[NFS] Maximum transfer size in NFSv3

Bruce Blinn

unread,

Feb 13, 2001, 5:26:59 PM2/13/01

to

I was trying to set the NFS transfer size (rsize= and wsize= mount
options) to 32k, which should be supported in NFS version 3. However,
when I tried it, the values keep getting set back to 8k. I tracked this
down and found that nfs_read_super() was resetting the value because the
variable fsinfo.rtmax was 8k. This value appears to have been retrieved
from the server (nfsd3_proc_fsinfo) where it turns out to be the
constant NFSSVC_MAXBLKSIZE, which is 8k.

Is there still a need for this limit, or did I miss something?

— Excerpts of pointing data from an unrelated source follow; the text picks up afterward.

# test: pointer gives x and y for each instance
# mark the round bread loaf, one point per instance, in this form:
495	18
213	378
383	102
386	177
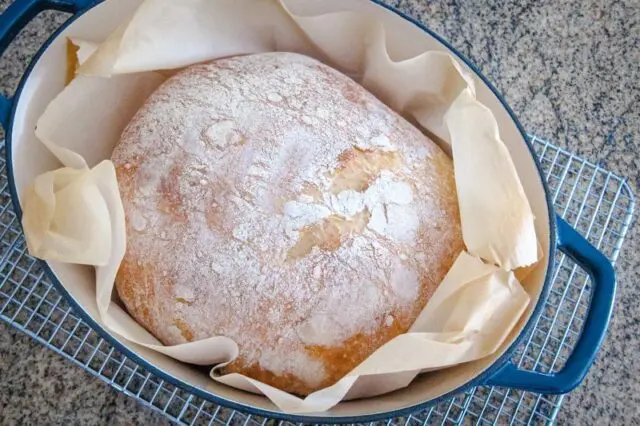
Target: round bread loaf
271	199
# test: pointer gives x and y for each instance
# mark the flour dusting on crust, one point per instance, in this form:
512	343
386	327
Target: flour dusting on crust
271	199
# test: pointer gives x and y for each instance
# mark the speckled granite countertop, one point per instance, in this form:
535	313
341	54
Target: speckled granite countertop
569	69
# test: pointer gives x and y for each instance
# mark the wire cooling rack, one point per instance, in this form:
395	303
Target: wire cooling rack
597	203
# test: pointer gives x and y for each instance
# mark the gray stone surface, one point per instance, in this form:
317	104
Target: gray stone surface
569	69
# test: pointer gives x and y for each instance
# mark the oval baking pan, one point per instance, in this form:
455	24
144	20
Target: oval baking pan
27	158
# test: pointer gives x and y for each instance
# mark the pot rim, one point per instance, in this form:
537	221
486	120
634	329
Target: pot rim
481	379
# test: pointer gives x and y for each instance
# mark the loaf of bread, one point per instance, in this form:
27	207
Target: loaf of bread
271	199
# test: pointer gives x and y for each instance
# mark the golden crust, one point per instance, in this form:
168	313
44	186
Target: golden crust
177	309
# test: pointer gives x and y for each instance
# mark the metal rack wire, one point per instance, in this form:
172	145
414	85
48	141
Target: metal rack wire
597	203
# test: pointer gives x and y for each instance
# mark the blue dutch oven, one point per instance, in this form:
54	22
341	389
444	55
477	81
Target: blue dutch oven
27	158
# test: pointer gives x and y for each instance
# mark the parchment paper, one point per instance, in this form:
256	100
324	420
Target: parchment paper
473	309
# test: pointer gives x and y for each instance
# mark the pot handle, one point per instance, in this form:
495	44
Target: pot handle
19	14
603	278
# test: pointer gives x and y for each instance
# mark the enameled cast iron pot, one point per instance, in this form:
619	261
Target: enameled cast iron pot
27	158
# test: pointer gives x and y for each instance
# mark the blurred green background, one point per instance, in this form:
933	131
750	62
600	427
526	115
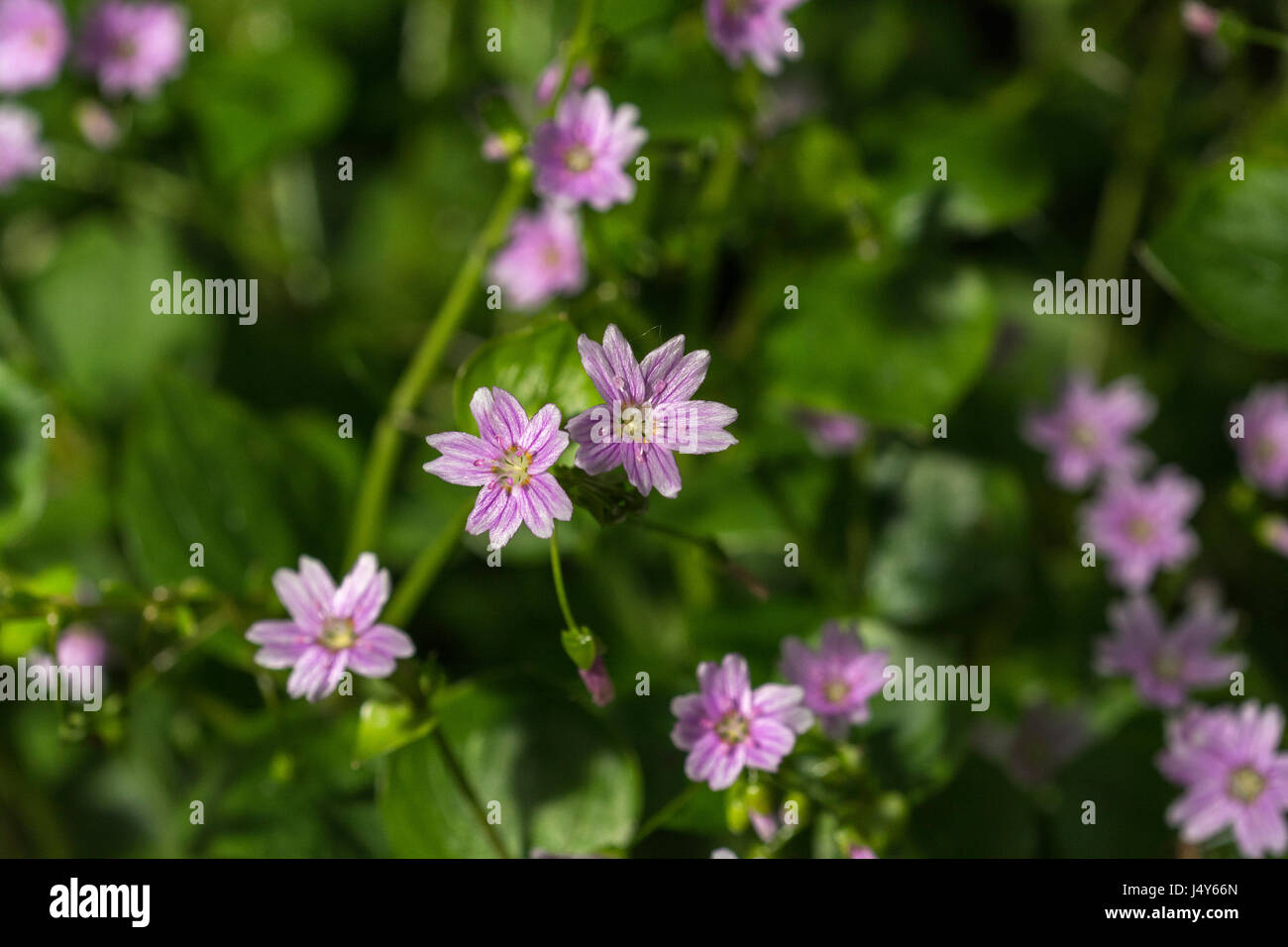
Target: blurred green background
915	299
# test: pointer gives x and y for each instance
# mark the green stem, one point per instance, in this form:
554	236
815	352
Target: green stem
425	569
382	457
715	552
463	784
559	587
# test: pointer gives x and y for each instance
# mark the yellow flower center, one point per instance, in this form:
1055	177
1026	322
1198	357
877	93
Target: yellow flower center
836	690
1140	530
511	470
733	728
1245	785
338	634
579	158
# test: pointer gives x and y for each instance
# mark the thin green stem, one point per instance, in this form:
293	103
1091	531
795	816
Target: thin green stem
423	573
715	552
463	784
382	455
559	587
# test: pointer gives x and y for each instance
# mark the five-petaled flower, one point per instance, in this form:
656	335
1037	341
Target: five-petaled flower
1089	432
33	44
648	412
1233	774
728	727
752	29
837	680
330	630
1142	526
579	155
1263	447
510	460
134	48
1166	665
542	260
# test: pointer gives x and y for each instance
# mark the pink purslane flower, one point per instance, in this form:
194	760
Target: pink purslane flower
831	433
1263	447
33	44
1089	432
21	150
579	155
1141	526
134	48
542	260
1167	665
752	29
509	460
330	630
1233	774
728	725
837	680
648	412
81	647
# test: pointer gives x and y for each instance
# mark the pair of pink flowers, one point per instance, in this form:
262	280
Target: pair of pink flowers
579	158
130	47
1140	526
655	415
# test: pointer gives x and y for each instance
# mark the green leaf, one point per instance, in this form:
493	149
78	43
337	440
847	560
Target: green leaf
537	365
91	312
894	351
562	781
996	174
198	468
953	544
254	107
384	727
1224	253
580	646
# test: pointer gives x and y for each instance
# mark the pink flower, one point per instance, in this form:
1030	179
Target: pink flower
1089	432
1141	526
728	727
837	680
81	647
1233	774
1199	20
597	684
579	155
509	460
648	412
1263	447
21	151
134	48
542	260
1166	665
330	630
33	44
751	29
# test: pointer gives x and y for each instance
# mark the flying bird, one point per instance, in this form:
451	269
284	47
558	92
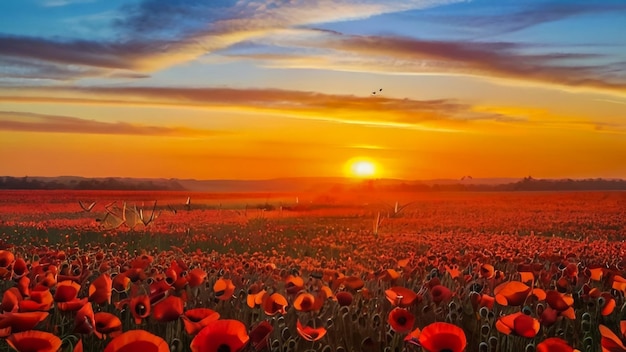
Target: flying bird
85	207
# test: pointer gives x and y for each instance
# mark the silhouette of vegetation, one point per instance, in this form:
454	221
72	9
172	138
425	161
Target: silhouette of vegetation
109	183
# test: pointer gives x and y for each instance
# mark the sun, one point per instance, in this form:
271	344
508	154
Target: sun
362	168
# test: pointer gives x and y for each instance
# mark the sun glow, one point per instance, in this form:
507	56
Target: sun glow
362	168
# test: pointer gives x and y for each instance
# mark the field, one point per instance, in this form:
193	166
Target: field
312	272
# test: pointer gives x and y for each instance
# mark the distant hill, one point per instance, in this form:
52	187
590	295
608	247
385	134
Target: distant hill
83	183
312	184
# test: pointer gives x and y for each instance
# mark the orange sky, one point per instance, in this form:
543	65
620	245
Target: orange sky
256	98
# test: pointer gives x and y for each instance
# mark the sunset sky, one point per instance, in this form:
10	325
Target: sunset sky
214	89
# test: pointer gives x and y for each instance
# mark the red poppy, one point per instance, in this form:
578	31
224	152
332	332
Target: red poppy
100	289
19	268
169	309
221	335
224	289
19	322
518	323
442	336
487	271
344	298
197	318
304	302
34	340
255	295
196	277
413	337
293	284
440	294
6	258
309	333
140	307
107	324
558	301
11	299
84	322
260	335
401	320
401	296
511	293
554	344
121	283
23	285
609	341
66	291
39	301
274	304
137	340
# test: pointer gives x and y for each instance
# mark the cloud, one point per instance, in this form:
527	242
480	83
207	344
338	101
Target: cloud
504	60
32	122
160	34
347	109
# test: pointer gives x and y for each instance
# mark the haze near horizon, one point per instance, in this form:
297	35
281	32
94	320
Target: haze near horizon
259	90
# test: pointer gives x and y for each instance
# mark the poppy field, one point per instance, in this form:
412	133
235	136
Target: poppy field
178	271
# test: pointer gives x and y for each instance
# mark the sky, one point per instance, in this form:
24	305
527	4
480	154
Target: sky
226	89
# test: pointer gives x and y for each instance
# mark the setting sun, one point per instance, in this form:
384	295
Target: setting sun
362	168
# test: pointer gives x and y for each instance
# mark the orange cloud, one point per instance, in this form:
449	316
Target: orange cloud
31	122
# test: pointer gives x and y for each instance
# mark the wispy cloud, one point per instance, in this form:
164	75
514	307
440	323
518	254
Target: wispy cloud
32	122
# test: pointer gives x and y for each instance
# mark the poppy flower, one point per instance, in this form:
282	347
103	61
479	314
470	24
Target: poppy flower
304	302
221	335
140	307
19	268
260	335
401	296
39	301
11	299
23	285
100	289
169	309
6	258
274	304
344	298
72	305
554	344
197	318
442	336
107	324
401	320
255	295
84	321
518	323
293	284
121	283
609	341
558	301
413	337
511	293
137	340
19	322
224	289
440	294
66	291
309	333
487	271
34	340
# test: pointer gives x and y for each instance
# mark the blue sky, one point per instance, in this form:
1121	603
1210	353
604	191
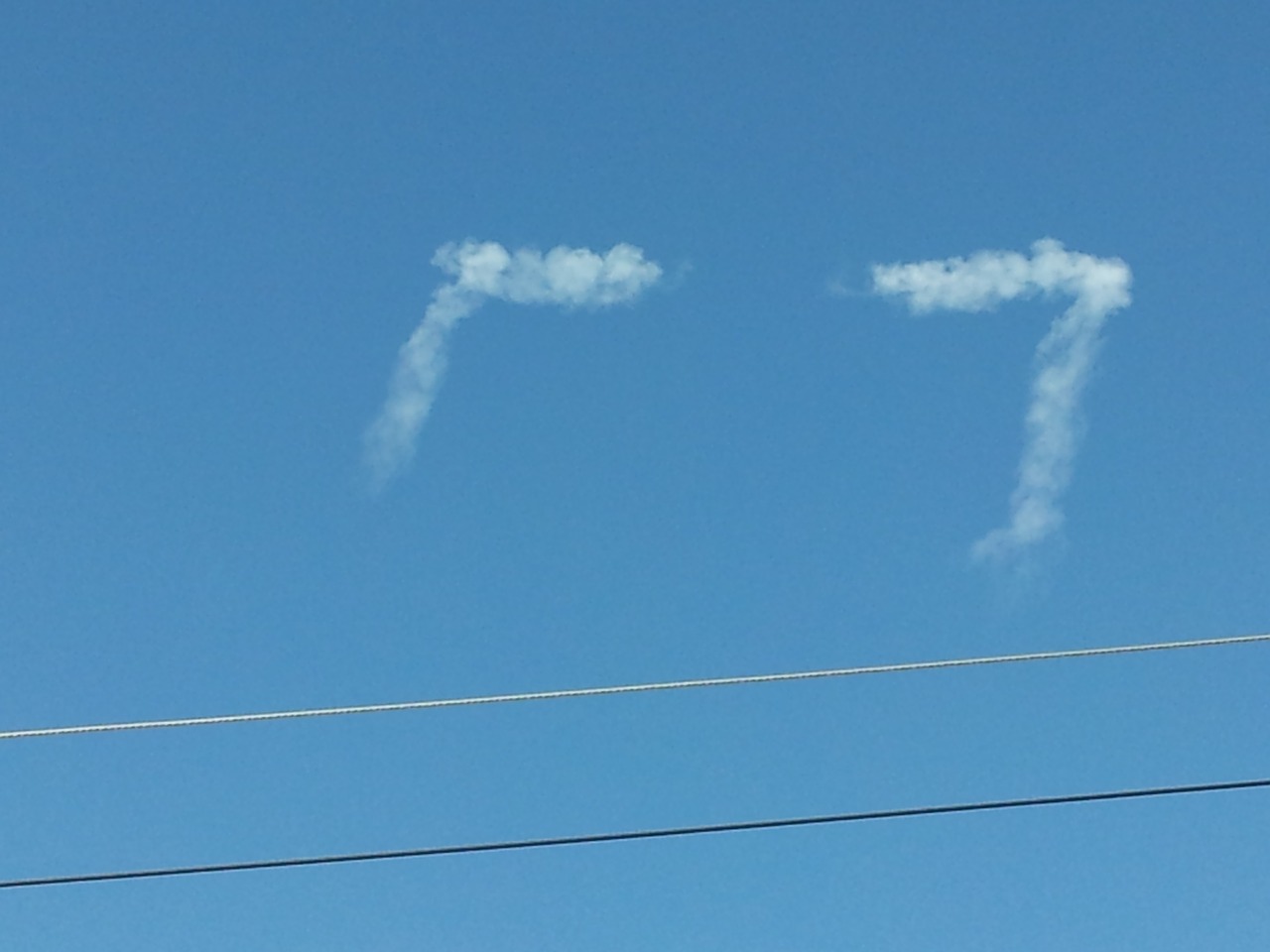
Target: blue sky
220	223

I am using Linux 2.2.18 without any patches. The output of /proc/mounts
shows that I am using NFS v3 and it shows the 8k transfer sizes.

Thanks,
Bruce
--
Bruce Blinn __o
Mission Critical Linux, Inc. _`\<;_ 408-615-9100
www.MissionCriticalLinux.com ( )/ ( ) bl...@MissionCriticalLinux.com

_______________________________________________
NFS maillist - N...@lists.sourceforge.net
http://lists.sourceforge.net/lists/listinfo/nfs

Trond Myklebust

unread,

Feb 13, 2001, 6:24:41 PM2/13/01

to

>>>>> " " == Bruce Blinn <bl...@MissionCriticalLinux.com> writes:

> I was trying to set the NFS transfer size (rsize= and wsize=
> mount options) to 32k, which should be supported in NFS version
> 3. However, when I tried it, the values keep getting set back
> to 8k. I tracked this down and found that nfs_read_super() was
> resetting the value because the variable fsinfo.rtmax was 8k.
> This value appears to have been retrieved from the server
> (nfsd3_proc_fsinfo) where it turns out to be the constant
> NFSSVC_MAXBLKSIZE, which is 8k.

> Is there still a need for this limit, or did I miss something?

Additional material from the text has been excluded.